Powerful creative change also occurs when we consider the result of the human mind colliding with new perspective. It is the point where our understanding is expanding beyond its current state. Yes it certainly happens knowingly and willingly in an academic setting. However it can happen at any point where our mind welcomes a new perspective. It can happen if we explore the judgement that others have for us. It can happen if we consider the critique of the idea we have been forming for months. It can happen if we indulge in the new world view that shatters our upbringing. Creativity is often rooted in the point our perspective collides with a differing view. Collisions change us. Collisions change the world!

Art is a powerful intersection for mental collisions! It is that captivating song lyric that elucidates a human relationship using an unexpected analogy. It is the novel that delves deep into the current human condition but is set eons in the future. It is the shiny contemporary metal sculpture set in front of a railroad station that makes us ask why. Art is an extremely powerful platform because it allows for safe and meaningful collisions of human minds.

Along with art, events can serve as intersections for creative accidents. Three years ago four gentlemen decided to heighten the collisions among Baltimore’s creative thinkers. Specifically they were interested in mixing artists, technologists, social change makers and entrepreneurs, or what has been deemed the creative class. The four men operated in these distinctive silos and valued their own relationships. They realized that others might value similar relationships. Thus CreateBaltimore was born.
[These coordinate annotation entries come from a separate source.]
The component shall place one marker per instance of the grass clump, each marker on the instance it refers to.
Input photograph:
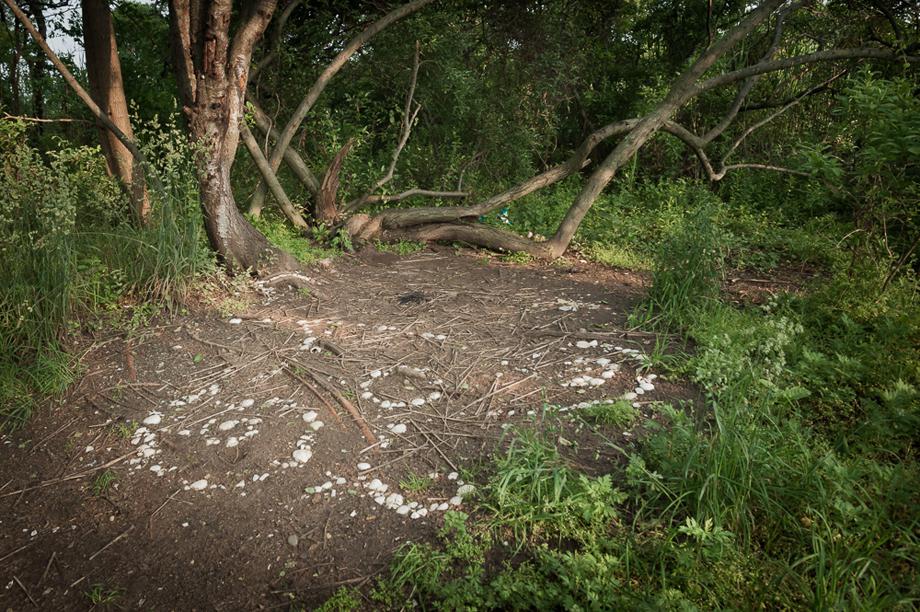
(400, 247)
(73, 251)
(619, 414)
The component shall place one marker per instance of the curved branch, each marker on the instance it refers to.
(269, 177)
(408, 119)
(287, 134)
(275, 40)
(97, 112)
(829, 55)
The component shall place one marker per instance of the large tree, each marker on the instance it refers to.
(107, 88)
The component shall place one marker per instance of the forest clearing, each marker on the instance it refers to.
(459, 305)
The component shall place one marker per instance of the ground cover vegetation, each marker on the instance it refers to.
(534, 128)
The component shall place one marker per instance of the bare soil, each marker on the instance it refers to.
(196, 421)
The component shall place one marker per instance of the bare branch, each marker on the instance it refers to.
(829, 55)
(103, 118)
(749, 83)
(287, 134)
(776, 114)
(275, 39)
(408, 119)
(269, 177)
(293, 160)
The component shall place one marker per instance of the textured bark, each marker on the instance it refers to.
(212, 71)
(269, 177)
(107, 89)
(65, 73)
(287, 134)
(326, 208)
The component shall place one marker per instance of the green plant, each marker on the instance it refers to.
(517, 257)
(400, 247)
(101, 595)
(415, 483)
(103, 481)
(620, 413)
(345, 599)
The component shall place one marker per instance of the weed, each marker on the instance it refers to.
(415, 483)
(103, 482)
(517, 257)
(400, 247)
(618, 414)
(125, 429)
(103, 595)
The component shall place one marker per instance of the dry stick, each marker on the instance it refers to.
(47, 568)
(497, 391)
(10, 554)
(315, 392)
(75, 476)
(115, 539)
(362, 424)
(102, 117)
(26, 591)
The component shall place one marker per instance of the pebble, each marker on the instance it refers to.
(228, 425)
(466, 490)
(302, 455)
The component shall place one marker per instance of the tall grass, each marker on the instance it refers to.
(69, 248)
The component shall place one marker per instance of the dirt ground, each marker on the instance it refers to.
(210, 462)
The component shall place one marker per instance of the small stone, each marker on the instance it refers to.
(302, 455)
(228, 425)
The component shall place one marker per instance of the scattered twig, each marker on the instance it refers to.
(26, 591)
(115, 539)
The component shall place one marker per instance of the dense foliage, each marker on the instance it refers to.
(795, 483)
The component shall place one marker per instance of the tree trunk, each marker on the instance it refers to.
(107, 88)
(212, 72)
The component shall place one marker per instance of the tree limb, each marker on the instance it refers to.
(129, 143)
(408, 119)
(828, 55)
(269, 177)
(287, 134)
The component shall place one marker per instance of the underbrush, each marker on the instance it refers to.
(72, 252)
(795, 486)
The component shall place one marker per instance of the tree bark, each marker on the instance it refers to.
(212, 72)
(107, 89)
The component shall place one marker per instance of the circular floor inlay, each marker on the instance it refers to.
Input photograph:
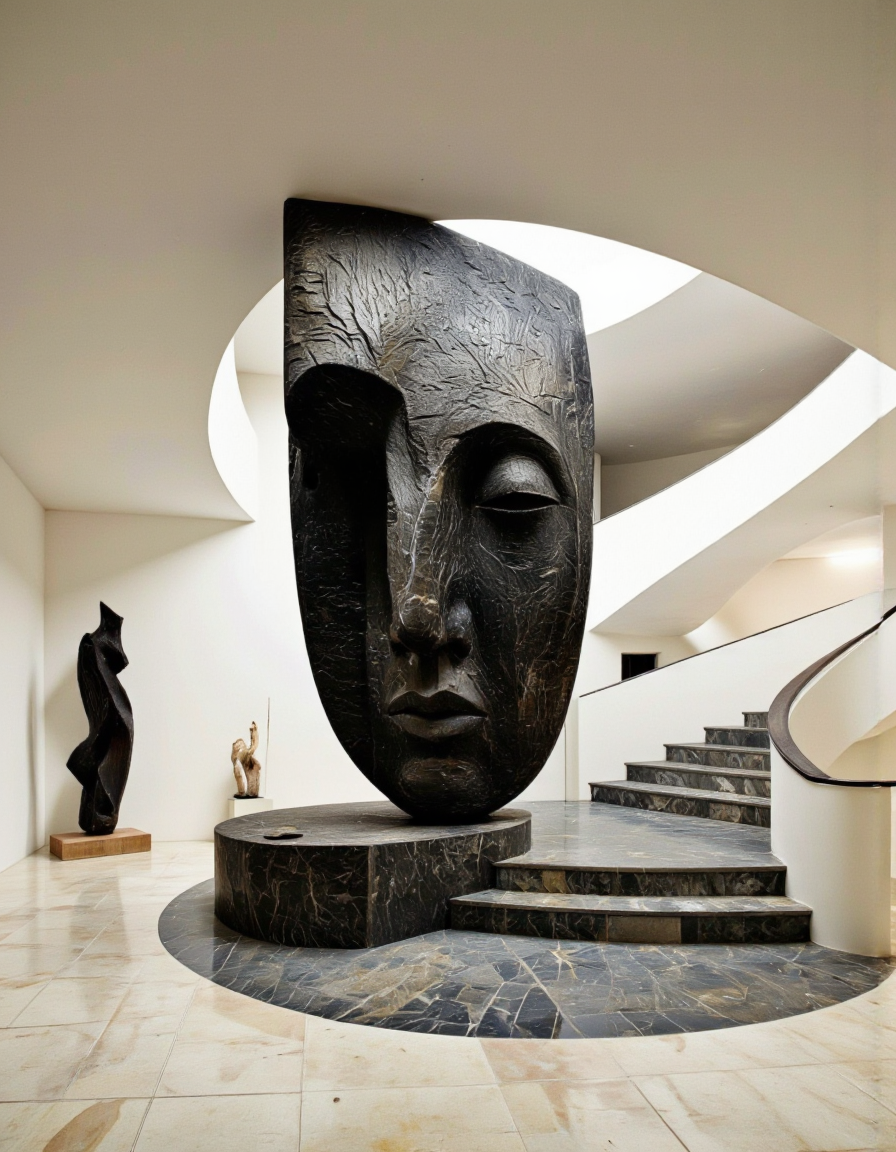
(478, 984)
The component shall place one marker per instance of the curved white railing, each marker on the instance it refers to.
(633, 719)
(667, 563)
(835, 836)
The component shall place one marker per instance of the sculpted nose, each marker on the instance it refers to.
(418, 622)
(422, 626)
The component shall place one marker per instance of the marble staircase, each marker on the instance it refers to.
(726, 778)
(678, 853)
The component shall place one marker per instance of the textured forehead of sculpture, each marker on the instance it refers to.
(439, 409)
(426, 309)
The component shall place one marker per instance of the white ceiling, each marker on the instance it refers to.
(707, 366)
(857, 536)
(147, 149)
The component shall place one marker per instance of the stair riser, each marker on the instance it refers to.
(752, 762)
(707, 780)
(744, 737)
(769, 883)
(625, 929)
(684, 805)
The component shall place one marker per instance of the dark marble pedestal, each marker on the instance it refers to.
(358, 877)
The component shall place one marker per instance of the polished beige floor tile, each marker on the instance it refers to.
(126, 1061)
(876, 1077)
(36, 961)
(101, 1126)
(15, 995)
(74, 1001)
(409, 1120)
(230, 1044)
(729, 1050)
(38, 1063)
(236, 1123)
(847, 1032)
(539, 1060)
(773, 1109)
(232, 1067)
(349, 1055)
(582, 1116)
(220, 1015)
(165, 1003)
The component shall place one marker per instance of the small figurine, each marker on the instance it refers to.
(247, 768)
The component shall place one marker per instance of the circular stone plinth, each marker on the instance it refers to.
(352, 876)
(478, 984)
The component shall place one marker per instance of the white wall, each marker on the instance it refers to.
(212, 629)
(623, 485)
(21, 669)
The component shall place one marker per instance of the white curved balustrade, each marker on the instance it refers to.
(666, 565)
(836, 840)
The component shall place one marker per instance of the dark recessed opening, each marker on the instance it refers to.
(633, 664)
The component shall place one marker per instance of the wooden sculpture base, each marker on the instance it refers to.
(76, 846)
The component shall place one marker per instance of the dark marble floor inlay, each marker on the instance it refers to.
(462, 983)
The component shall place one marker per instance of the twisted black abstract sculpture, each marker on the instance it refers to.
(441, 447)
(101, 762)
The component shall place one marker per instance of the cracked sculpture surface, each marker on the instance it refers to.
(441, 446)
(100, 763)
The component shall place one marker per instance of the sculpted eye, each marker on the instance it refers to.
(517, 484)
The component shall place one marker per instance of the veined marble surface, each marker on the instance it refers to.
(481, 984)
(478, 984)
(108, 1044)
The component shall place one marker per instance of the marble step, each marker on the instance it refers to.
(712, 805)
(721, 756)
(741, 737)
(708, 879)
(693, 775)
(633, 919)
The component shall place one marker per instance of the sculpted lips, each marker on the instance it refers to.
(437, 715)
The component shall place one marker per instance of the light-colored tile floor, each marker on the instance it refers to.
(108, 1044)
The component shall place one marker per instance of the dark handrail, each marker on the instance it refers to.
(779, 719)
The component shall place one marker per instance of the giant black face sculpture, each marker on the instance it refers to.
(441, 439)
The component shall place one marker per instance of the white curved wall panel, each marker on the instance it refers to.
(669, 562)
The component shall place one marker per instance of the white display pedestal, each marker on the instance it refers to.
(243, 806)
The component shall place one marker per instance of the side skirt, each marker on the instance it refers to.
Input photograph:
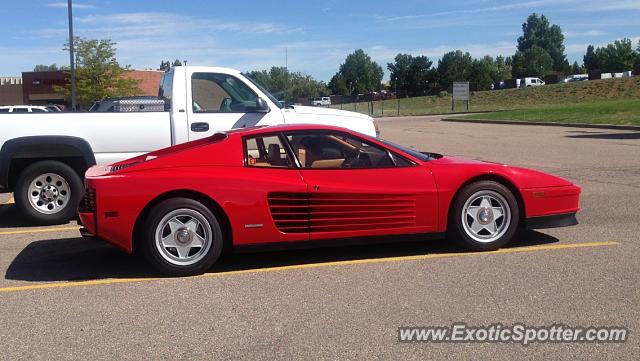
(338, 242)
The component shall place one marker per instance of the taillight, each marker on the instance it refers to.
(88, 201)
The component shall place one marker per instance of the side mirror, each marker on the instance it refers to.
(262, 106)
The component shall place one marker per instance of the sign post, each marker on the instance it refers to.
(460, 92)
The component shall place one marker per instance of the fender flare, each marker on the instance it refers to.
(42, 146)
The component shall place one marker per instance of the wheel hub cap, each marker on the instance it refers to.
(485, 216)
(184, 236)
(49, 193)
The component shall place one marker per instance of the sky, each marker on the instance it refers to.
(315, 36)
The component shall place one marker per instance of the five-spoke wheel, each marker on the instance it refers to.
(484, 216)
(181, 237)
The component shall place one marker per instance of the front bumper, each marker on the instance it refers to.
(552, 221)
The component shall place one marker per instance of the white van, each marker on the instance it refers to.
(318, 101)
(531, 81)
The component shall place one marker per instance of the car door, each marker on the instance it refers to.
(221, 102)
(357, 188)
(275, 206)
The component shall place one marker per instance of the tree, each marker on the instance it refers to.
(289, 86)
(590, 60)
(617, 56)
(411, 74)
(532, 62)
(98, 74)
(503, 68)
(338, 85)
(577, 69)
(454, 66)
(166, 65)
(484, 73)
(43, 67)
(360, 74)
(538, 32)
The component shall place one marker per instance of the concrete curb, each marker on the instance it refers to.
(550, 124)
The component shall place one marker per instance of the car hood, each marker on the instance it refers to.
(302, 109)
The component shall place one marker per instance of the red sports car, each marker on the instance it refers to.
(309, 184)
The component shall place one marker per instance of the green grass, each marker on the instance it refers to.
(619, 112)
(536, 99)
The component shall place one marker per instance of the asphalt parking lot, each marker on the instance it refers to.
(65, 297)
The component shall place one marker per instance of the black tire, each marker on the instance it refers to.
(73, 192)
(464, 236)
(152, 251)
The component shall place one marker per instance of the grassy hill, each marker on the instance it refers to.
(605, 98)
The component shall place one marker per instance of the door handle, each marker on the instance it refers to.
(199, 127)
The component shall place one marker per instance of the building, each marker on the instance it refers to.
(10, 90)
(37, 87)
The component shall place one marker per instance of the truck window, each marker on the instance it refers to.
(166, 86)
(221, 93)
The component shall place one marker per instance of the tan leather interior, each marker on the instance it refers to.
(328, 163)
(302, 156)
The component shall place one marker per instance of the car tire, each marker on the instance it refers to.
(485, 216)
(48, 192)
(181, 237)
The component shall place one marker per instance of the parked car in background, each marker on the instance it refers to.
(43, 158)
(54, 108)
(531, 81)
(296, 184)
(23, 109)
(576, 77)
(321, 101)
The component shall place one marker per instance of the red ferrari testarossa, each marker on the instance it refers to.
(309, 184)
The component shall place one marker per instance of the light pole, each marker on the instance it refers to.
(72, 62)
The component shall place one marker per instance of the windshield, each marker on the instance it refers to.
(271, 97)
(423, 156)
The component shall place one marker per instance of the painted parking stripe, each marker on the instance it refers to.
(41, 230)
(315, 265)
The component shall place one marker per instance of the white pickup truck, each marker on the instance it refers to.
(43, 157)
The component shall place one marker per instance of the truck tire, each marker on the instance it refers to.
(48, 192)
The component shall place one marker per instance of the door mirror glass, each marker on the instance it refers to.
(261, 106)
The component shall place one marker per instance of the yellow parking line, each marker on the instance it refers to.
(41, 230)
(316, 265)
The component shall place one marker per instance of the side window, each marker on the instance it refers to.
(221, 93)
(166, 87)
(266, 151)
(337, 150)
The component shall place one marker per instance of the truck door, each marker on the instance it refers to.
(221, 102)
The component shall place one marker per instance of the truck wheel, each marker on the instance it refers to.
(485, 216)
(48, 192)
(182, 237)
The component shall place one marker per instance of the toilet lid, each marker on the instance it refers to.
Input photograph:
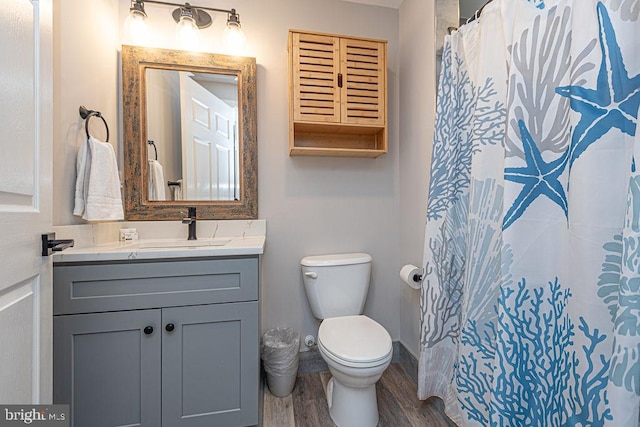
(356, 339)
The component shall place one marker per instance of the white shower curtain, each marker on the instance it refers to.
(530, 303)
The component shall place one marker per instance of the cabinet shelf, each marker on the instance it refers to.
(330, 139)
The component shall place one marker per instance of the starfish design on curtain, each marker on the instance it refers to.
(613, 104)
(538, 178)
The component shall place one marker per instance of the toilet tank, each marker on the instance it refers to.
(336, 285)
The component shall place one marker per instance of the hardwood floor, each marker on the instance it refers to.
(398, 404)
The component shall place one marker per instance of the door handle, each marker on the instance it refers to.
(50, 245)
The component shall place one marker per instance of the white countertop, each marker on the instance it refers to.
(97, 243)
(120, 251)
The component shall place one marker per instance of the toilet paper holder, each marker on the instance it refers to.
(412, 275)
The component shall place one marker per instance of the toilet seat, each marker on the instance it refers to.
(355, 341)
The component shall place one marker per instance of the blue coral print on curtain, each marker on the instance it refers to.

On a weekend in mid-February 2013, the third annual fest of collisions among Baltimore’s creative minds took place at the Johns Hopkins University. Over the course of eight hours some of the cities most creative minds explored 18 topics to enhance the city. There were no physical products produced. There were no new services delivered.  However, foundations for meaningful relationships were laid, inspiration was found for new projects, and ideas came into contact with reality in front of a disparate but welcoming audience. The collisions of CreateBaltimore are a birthing ground for change in Baltimore!

This year’s organizers are working to share the wealth of creative carnage that resulted from the collision of minds. The event’s twitter feed is littered with ideas, and the website will be updated over the next weeks with spin-off events and projects.

When minds collide with new ideas in art or at events, creativity abounds and changing the world becomes a possibility.